Well we know the jobs are bogus but what about that money? Where did the money go? Surely Charlie Rangel could not have stolen it all. The administration needs to show where every last dime associated with these faux districts ended up and they need to show us who handled the money?

The Republicans need to launch a GAO audit or they are just part of the problem.

Pat Patterson said...

Consider the source I suspect that the people defending these numbers will argue that at least they are trying. Somewhat similar to sending your kid to camp for self-esteem where he'll get a ribbon for trying hard and still coming in last or getting lost.

Freeven said...

The Republicans need to launch a GAO audit or they are just part of the problem.

The Reps are part of the problem. We still haven't had an accounting of where the money from the original TARP funding went, and never will. That happened under Bush.

I was about to say the federal government is a sham, where money and power is passed around to those with political power, but it's not really a sham, since so much of it happens right out in the open. It doesn't matter who is in power anymore. Things won't improve unless we take their power away. The more limited the government is, the less there is to corrupt and the less that corruption will matter.

tfhr said...

Freeven,

Start with TERM LIMITS!

Freeven said...

I doubt term limits would make much difference. It really doesn't matter who we send or how long they're there until we get over this notion that a small group of politicians can competently manage the affairs of 300 million people. Most of these people are well meaning, but we're asking them to do the impossible. Until we take back the power from Washington we should only expect things to get worse.

tfhr said...

Freeven,

It really does matter who we send and how long they are there.

We repeatedly send people that make a mockery of public service and many stay long enough to amass unyielding obligations to special interests while living a life well clear of the consequences of their "legislative efforts".

If you think TERM LIMITS don't matter then think of the disproportionate impact that a Robert Byrd or Charlie Rangel can have after decades of corrupt incumbency places them atop the seniority ladder.

TERM LIMITS surely isn't enough - we can agree on that - but it is a good place to start and the candidate that expresses that same view is the type of person that does not seek to become another corrupt fixture perpetuating a broken and abused Congress.

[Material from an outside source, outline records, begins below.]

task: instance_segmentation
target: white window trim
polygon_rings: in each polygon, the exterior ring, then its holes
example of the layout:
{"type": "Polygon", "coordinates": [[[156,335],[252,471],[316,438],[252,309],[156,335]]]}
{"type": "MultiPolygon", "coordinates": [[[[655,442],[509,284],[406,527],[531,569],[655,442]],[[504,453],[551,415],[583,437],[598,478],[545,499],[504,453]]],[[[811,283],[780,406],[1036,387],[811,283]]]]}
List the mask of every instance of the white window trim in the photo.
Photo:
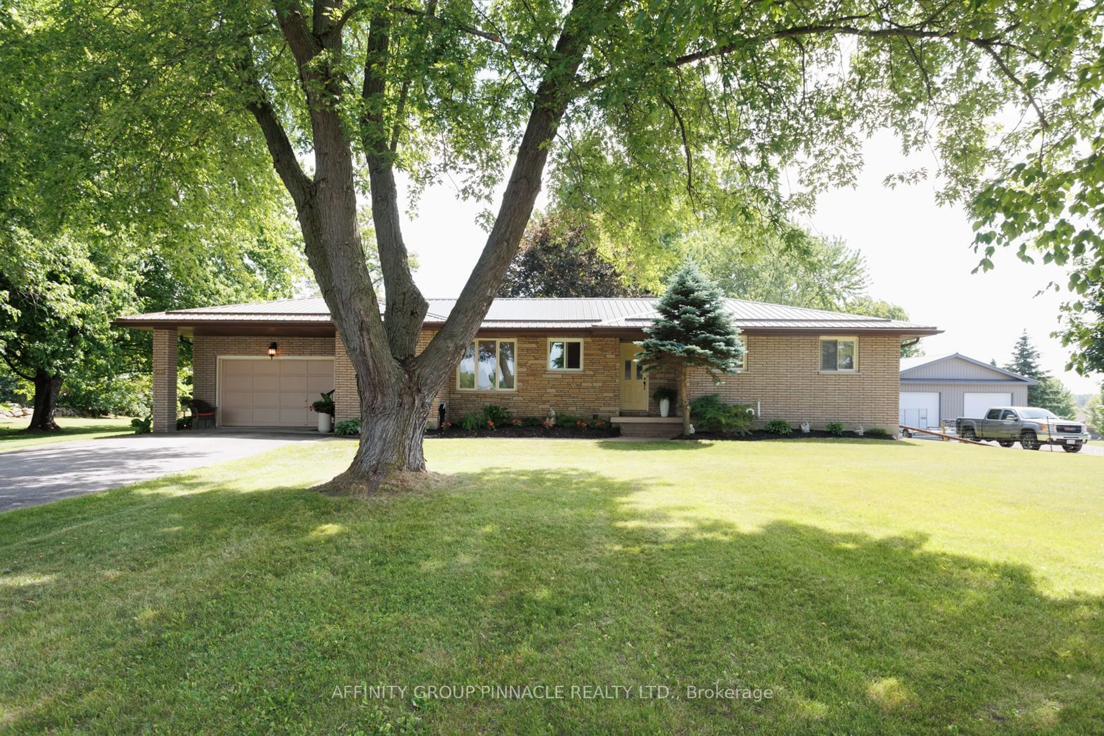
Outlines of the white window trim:
{"type": "MultiPolygon", "coordinates": [[[[564,360],[567,358],[567,348],[564,346],[564,360]]],[[[586,369],[586,340],[583,338],[549,338],[544,350],[544,370],[549,373],[582,373],[586,369]],[[577,342],[578,343],[578,367],[577,369],[554,369],[550,365],[553,342],[577,342]]]]}
{"type": "MultiPolygon", "coordinates": [[[[518,391],[518,366],[521,364],[521,361],[518,360],[518,339],[517,338],[479,338],[479,337],[476,337],[476,338],[471,339],[470,344],[474,345],[475,343],[479,342],[480,340],[488,340],[488,341],[489,340],[493,340],[496,342],[496,345],[495,345],[495,369],[496,370],[498,369],[498,344],[497,343],[499,343],[499,342],[512,342],[513,343],[513,388],[499,388],[498,386],[495,386],[493,388],[479,388],[479,374],[478,374],[479,367],[478,367],[478,361],[477,361],[476,362],[476,371],[477,371],[477,373],[476,373],[476,386],[474,388],[461,388],[460,387],[460,366],[459,366],[459,364],[456,365],[456,391],[463,391],[465,393],[471,393],[471,394],[513,394],[513,393],[517,393],[517,391],[518,391]]],[[[460,360],[463,361],[464,358],[461,356],[460,360]]]]}
{"type": "Polygon", "coordinates": [[[746,373],[747,372],[747,335],[744,334],[743,332],[741,332],[740,334],[736,335],[736,340],[739,340],[740,342],[744,343],[744,354],[740,356],[740,361],[742,363],[741,366],[737,367],[732,373],[733,374],[736,374],[736,373],[746,373]]]}
{"type": "MultiPolygon", "coordinates": [[[[836,365],[839,365],[839,345],[836,353],[836,365]]],[[[820,373],[824,375],[853,375],[859,373],[862,367],[862,363],[859,362],[859,337],[856,334],[824,334],[820,335],[820,340],[817,342],[817,367],[820,369],[820,373]],[[824,355],[824,348],[820,344],[826,340],[835,340],[837,343],[842,342],[853,342],[854,343],[854,367],[853,369],[836,369],[835,371],[825,370],[820,360],[824,355]]]]}

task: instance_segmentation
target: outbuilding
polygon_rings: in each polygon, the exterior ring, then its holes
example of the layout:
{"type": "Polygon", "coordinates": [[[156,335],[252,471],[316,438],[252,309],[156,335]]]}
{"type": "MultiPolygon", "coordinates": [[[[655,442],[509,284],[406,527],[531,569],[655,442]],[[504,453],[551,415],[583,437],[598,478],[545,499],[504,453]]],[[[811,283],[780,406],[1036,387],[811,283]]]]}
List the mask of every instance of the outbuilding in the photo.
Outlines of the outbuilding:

I agree with you that a small group of politicians CANNOT competently manage the affairs of millions of Americans. I don't want them to try. I'll manage my own affairs while they stick to the responsibilities obligated to them by The Constitution. Of course I'd like to see an amendment to The Constitution limiting consecutive Congressional terms, just as we've had one added regarding Presidents, but you already knew that.

Pat Patterson said...

Aside from many of the officers in the Army and the Marine Corps I've worked with the other group that are exceedingly intelligent are businessmen. I always wonder when the better sort of people that go into government work will realize that whatever they do to make business "fair" there are a lot of much smarter people figuring out ways around these changes.

And the disadvantage that the government has, aside from a shallow gene pool, is that it's much easier to acquire wealth but redistributing it can ultimately only be successfully accomplished through force.

tfhr said...

Pat Patterson,

Deceit is a popular method when Congressmen, and the like, don't have to resort to force. Murtha is a prime example but then that brings up the sad fact that he is former military.

Bottom line: Integrity is either there or it isn't and we don't see nearly enough of it in our political class. The fact that we have what amounts to a political class is THE problem but I have to stop now before I engage in a vicious, broad sweeping attack on the lawyers that have moved their practice to Capitol Hill.

Pat Patterson said...

I used a broad definition of force that I hoped would be seen as the power of the state to coerce money from one group to another through legislation. Which in most countries of the world is actually merely the tip of the spear.

It's like the rhetorical guestion rephrased to ask how to make a pencil. But who can make that pencil.